How to debounce events

Prefect allows you to trigger deployment runs based on events. However, when multiple events occur in quick succession, you may want a single flow run to handle all of them rather than spinning up a separate run for each event. For example, when multiple files are uploaded to an S3 bucket simultaneously, or a flurry of webhook events are received by Prefect, you typically want to process all files together in one run.

This pattern is called debouncing, and you can implement it using reactive triggers with the within parameter of the trigger and the schedule_after parameter of the run-deployment action.

Why debounce events?

Automations fire in response to a single event and can only pass that event's context to the triggered deployment. This creates a challenge when multiple events arrive rapidly:

Each event would trigger a separate flow run
Each run would only have context from one event
You'd have multiple runs processing related work simultaneously

Debouncing solves this by:

Preventing multiple flow runs from being created for rapid events
Scheduling a single run after a time window
Enabling a single run to process the work from all events in the burst

<Note> **Key limitation**

Automations can only pass the context from the triggering event to your deployment.
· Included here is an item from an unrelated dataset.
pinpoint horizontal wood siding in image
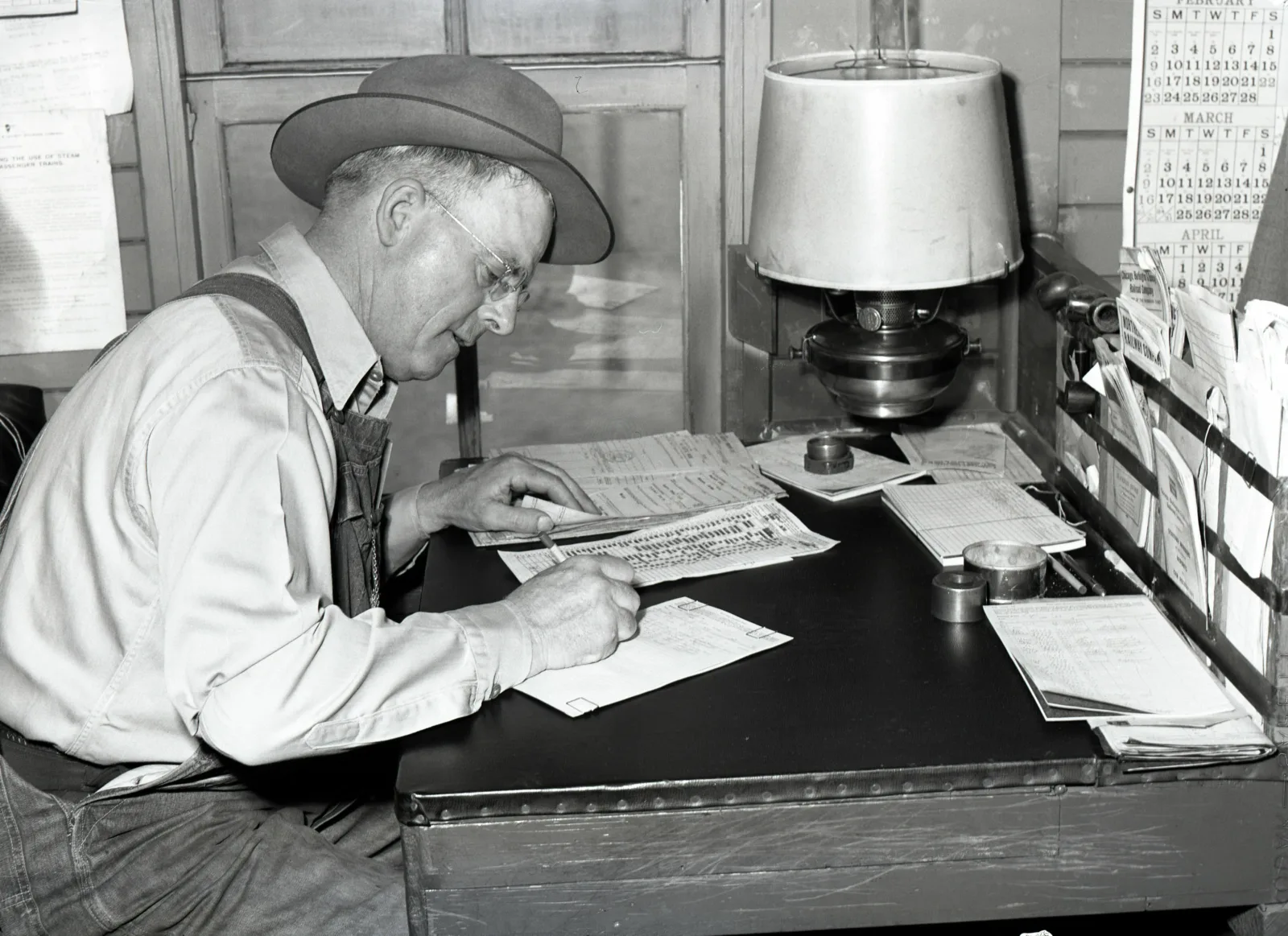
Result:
[0,113,153,412]
[1058,0,1132,277]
Design your flows to query the source system directly (like listing S3 objects) rather than relying on individual event data. </Note>

Use case: Processing S3 file uploads

Consider a scenario where you have a webhook configured to receive S3 ObjectCreated events. When users upload five files in quick succession:

Without debouncing: Five separate flow runs are triggered, one for each file.

With debouncing: One flow run is triggered after all uploads complete, processing all five files together.

Implementing debouncing

Use a reactive trigger with matching within and schedule_after values:

Define in `prefect.yaml`

yaml

deployments:
  - name: process-s3-uploads
    entrypoint: flows/s3_processor.py:process_files
    work_pool:
      name: my-work-pool
    triggers:
      - type: event
        enabled: true
        match:
          prefect.resource.id:
            - "s3-bucket-name/*"
        expect:
          - "aws:s3:ObjectCreated:*"
        for_each:
          - "prefect.resource.id"
        posture: Reactive
        threshold: 1
        within: 60  # 60 seconds
        schedule_after: "PT1M"  # Wait 1 minute before running

Define in Python with `.serve`

python

from datetime import timedelta
from prefect import flow
from prefect.events import DeploymentEventTrigger


@flow(log_prints=True)
def process_files():
    """Process all files in the S3 bucket"""
    # Query S3 directly to find all files
    # Your flow logic here to list and process all files
    print("Processing all pending files...")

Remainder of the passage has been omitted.